Booboo
Booboo

Reputation: 44128

Every file in the remote repository is staged for deletion

My development machine has a standard git repository (i.e. with a work directory). After changes are committed, they are pushed to a remote bare repository on my production server where a post-receive hook deploys the changes to a work directory. I also push these commits to a second backup remote bare repository on yet a different server.

I went to the production server and ran a git status command with --git-dir pointing to my bare repository and --work-tree pointing to my deployment directory. It showed every file within every sub-directory of my deployment directory staged for deletion and these same sub-directories as containing untracked files. A git log command shows that all the commits are present and a git status from my local machine shows that I am "up to date with origin/master." I also verified that a git show HEAD:file1 yields the same contents as file file1 in the deployment directory.

I then went to my backup remote repository and cloned a bare repository on my local development machine from that. I then ran a git status with --git-dir pointing to my newly cloned bare repository and --work-tree pointing to my development work directory and got the same results, i.e. that all the files were staged for deletion.

To further complicate matters I have a second project also with a remote bare repository on a different production server and deployment work directory and a second backup remote bare repository. This time when I do a git status on the production server, instead of showing all the files staged for deletion, it shows that for a few files there have been changes staged for commit but since then the files have been changed but not added. The changes that have been staged for commit seem to be the HEAD~1 versions and the files that have been "changed but not added" are the HEAD versions. If I were to execute a git checkout -f command, I believe I would end up with the HEAD~1 versions in the work directory and that would not be good. Yet when I restored the backup bare repository and did a git status command, it then showed every file staged for deletion.

Can somebody explain what might have happened to have caused this?
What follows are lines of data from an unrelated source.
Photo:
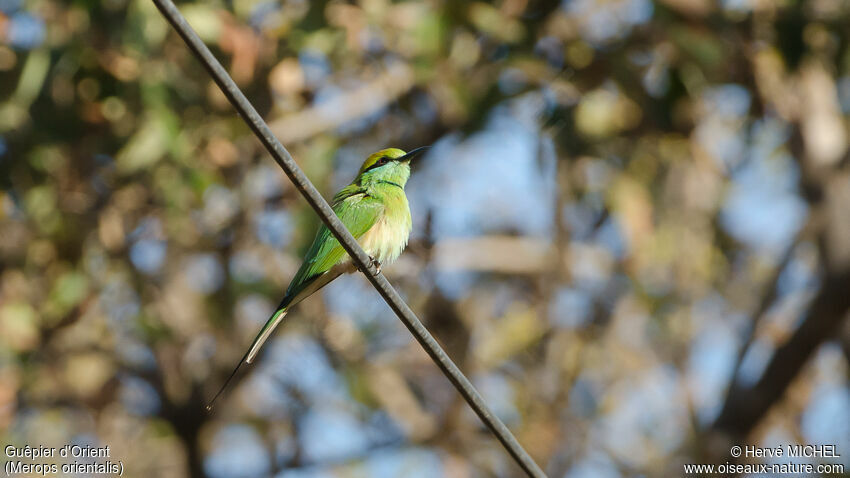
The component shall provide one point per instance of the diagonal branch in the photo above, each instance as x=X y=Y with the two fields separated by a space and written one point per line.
x=348 y=242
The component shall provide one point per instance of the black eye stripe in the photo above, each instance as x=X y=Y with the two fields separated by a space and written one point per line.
x=384 y=160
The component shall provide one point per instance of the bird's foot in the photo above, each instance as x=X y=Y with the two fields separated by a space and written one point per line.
x=377 y=264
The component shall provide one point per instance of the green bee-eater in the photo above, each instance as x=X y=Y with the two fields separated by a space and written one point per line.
x=374 y=209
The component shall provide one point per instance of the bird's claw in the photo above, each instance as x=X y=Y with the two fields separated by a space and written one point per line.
x=377 y=264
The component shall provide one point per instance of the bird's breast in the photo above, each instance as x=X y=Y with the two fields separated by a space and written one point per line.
x=388 y=236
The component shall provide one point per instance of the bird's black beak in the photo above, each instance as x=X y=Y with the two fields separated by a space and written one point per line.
x=413 y=153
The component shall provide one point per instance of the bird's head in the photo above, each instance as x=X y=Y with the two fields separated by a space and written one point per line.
x=391 y=164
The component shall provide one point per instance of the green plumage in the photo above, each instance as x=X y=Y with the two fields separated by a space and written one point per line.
x=374 y=208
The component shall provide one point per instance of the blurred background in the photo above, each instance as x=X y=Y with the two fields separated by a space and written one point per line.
x=632 y=233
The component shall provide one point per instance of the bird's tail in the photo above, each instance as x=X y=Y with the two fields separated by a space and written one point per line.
x=265 y=333
x=259 y=340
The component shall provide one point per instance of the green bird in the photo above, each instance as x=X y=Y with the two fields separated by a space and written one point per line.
x=374 y=208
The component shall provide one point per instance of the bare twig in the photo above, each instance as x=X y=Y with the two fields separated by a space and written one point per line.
x=348 y=242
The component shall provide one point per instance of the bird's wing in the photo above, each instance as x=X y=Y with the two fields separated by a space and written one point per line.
x=358 y=212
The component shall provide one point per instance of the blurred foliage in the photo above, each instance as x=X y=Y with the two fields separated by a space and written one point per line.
x=631 y=233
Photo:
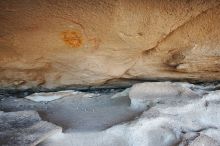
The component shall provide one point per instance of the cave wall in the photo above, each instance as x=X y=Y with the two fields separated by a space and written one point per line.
x=52 y=43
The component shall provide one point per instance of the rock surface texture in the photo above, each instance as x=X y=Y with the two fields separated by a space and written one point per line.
x=48 y=43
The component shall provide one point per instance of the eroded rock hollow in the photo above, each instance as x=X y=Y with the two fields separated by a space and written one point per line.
x=51 y=43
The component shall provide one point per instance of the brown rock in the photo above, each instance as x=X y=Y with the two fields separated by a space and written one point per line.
x=56 y=43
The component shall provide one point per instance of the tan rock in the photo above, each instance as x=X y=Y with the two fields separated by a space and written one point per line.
x=56 y=43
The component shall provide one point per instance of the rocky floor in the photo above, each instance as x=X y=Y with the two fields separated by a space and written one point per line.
x=147 y=114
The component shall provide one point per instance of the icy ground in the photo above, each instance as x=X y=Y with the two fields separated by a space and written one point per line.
x=147 y=114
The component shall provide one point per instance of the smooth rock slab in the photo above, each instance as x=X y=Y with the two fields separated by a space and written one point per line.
x=204 y=140
x=24 y=128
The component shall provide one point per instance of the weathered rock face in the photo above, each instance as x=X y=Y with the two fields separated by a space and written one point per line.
x=55 y=43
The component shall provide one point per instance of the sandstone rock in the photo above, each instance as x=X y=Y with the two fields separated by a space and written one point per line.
x=50 y=96
x=24 y=128
x=53 y=43
x=121 y=94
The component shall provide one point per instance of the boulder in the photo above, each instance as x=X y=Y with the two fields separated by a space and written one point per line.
x=82 y=43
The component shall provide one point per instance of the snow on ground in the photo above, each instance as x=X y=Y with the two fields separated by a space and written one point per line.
x=154 y=114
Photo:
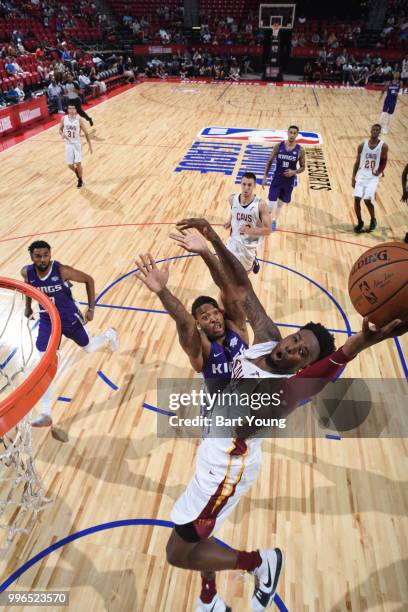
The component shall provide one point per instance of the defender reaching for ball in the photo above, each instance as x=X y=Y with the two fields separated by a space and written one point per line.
x=227 y=467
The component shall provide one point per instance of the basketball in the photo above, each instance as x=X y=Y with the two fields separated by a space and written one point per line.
x=378 y=283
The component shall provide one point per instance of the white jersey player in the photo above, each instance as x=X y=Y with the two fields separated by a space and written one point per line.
x=249 y=222
x=70 y=129
x=368 y=167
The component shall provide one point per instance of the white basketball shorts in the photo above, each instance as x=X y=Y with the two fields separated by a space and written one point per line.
x=73 y=152
x=225 y=469
x=366 y=187
x=244 y=254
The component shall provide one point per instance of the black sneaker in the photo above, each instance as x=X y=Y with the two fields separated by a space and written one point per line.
x=267 y=576
x=373 y=225
x=359 y=227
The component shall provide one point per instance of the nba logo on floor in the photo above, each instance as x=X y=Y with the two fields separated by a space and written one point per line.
x=257 y=135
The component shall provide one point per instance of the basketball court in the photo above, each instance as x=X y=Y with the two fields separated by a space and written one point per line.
x=337 y=508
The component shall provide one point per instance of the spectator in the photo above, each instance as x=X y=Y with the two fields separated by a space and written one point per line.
x=54 y=92
x=84 y=84
x=307 y=71
x=9 y=67
x=234 y=72
x=128 y=74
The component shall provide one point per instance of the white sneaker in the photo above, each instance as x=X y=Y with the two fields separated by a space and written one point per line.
x=266 y=577
x=217 y=605
x=42 y=421
x=113 y=337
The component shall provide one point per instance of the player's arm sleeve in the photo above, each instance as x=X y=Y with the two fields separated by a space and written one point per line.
x=357 y=162
x=302 y=161
x=263 y=327
x=383 y=159
x=190 y=339
x=315 y=377
x=404 y=180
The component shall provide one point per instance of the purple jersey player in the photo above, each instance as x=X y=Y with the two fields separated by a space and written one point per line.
x=53 y=279
x=390 y=101
x=287 y=155
x=210 y=338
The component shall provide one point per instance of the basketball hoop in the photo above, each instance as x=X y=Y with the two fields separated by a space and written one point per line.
x=23 y=380
x=275 y=29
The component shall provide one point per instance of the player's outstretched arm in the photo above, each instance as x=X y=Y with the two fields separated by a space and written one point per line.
x=71 y=274
x=28 y=311
x=263 y=327
x=193 y=242
x=404 y=184
x=194 y=344
x=356 y=165
x=61 y=129
x=265 y=228
x=269 y=164
x=383 y=160
x=85 y=132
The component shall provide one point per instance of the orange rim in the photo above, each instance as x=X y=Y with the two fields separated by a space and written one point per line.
x=16 y=405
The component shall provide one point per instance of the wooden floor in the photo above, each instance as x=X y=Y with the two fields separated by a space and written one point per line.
x=338 y=509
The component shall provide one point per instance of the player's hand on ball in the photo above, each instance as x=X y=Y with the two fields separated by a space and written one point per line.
x=201 y=225
x=243 y=229
x=28 y=312
x=370 y=335
x=190 y=240
x=149 y=273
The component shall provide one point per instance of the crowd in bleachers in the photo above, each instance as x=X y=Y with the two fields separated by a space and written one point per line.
x=344 y=68
x=336 y=47
x=199 y=64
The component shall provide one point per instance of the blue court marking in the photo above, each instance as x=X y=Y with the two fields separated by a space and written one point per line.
x=8 y=358
x=14 y=350
x=107 y=381
x=401 y=356
x=154 y=409
x=94 y=529
x=153 y=310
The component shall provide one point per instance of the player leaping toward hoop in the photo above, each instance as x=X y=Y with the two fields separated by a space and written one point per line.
x=249 y=221
x=372 y=155
x=70 y=129
x=227 y=467
x=52 y=278
x=287 y=154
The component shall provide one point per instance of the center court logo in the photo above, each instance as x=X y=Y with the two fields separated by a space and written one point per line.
x=257 y=135
x=29 y=114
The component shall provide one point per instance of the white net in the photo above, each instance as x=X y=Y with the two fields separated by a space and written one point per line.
x=22 y=495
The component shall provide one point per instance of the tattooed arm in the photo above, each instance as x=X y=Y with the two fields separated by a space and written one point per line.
x=193 y=242
x=263 y=327
x=194 y=344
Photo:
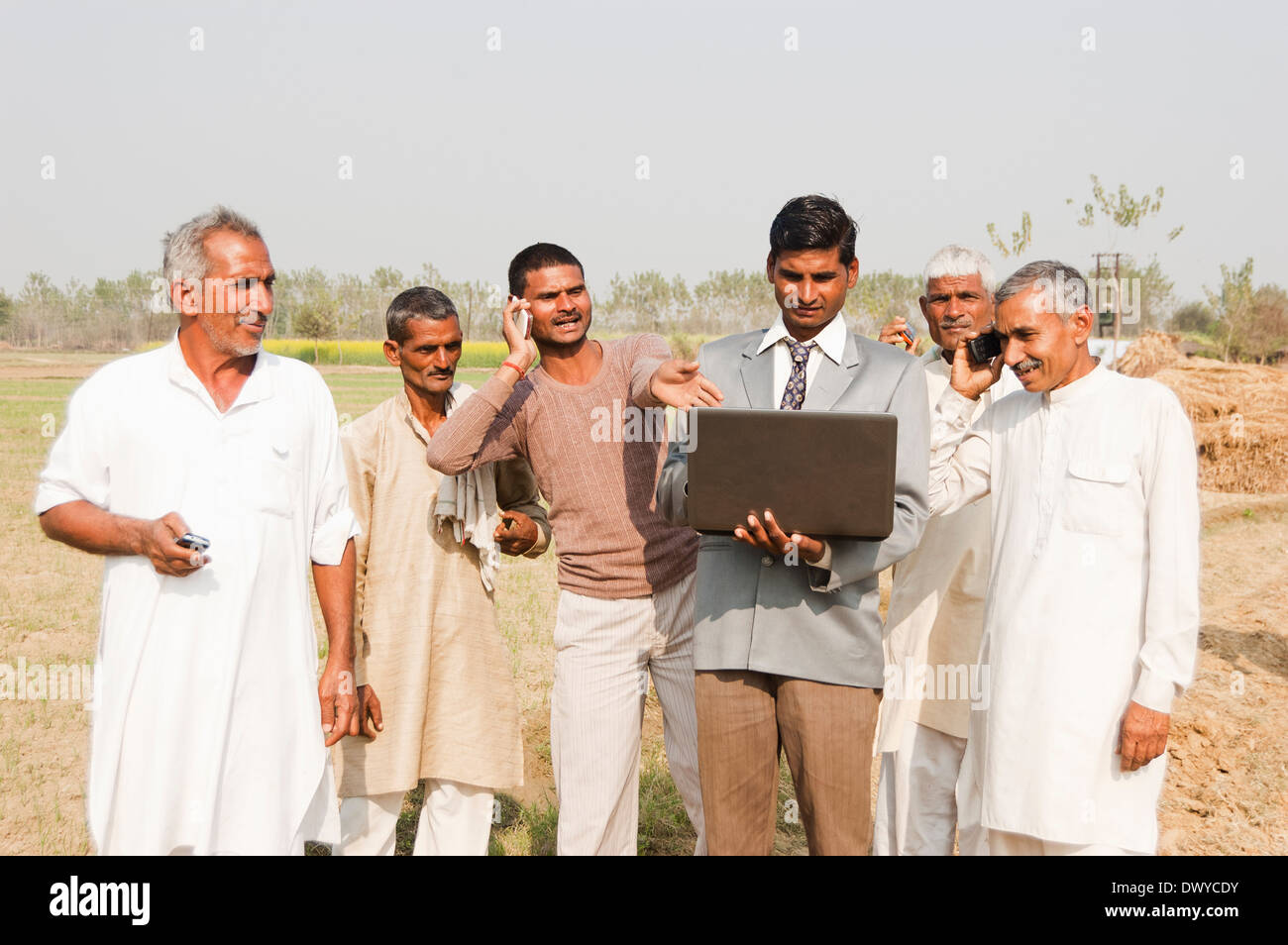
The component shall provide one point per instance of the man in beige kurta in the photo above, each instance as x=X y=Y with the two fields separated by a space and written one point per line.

Here is one of my concerns: The post-receive hook that I use on my production server is not implemented as many are by executing a git checkout -f command but rather something more complicated. The reason for this has to do with having been forced to use a symbolic link for a directory. But I may be able to get away from using the symbolic link and would like to use the simpler git checkout -f method for my hook. But in general get checkout -f will not replace the work directory contents with the HEAD version if there are staged changes. At first I thought there was something my post-receive hook might have done that could have explained this problem. But it cannot explain seeing the same behavior using a clone of the backup repository (there are no hooks involved) used with my own local work directory.

My local version of git is git version 2.17.1.windows.2 and the remote server versions are git version 2.19.1.

Update

I have updated my local git version to git version 2.24.1.windows.2. I then created a new bare remote repository on my backup git repository and then did ...

git remote add origin3 url-to-new-repository
git push -u origin3  --all

... in order to create a new, fresh repository (my local repository had nothing staged at the time and was shown to be in sync with my production server's remote repository).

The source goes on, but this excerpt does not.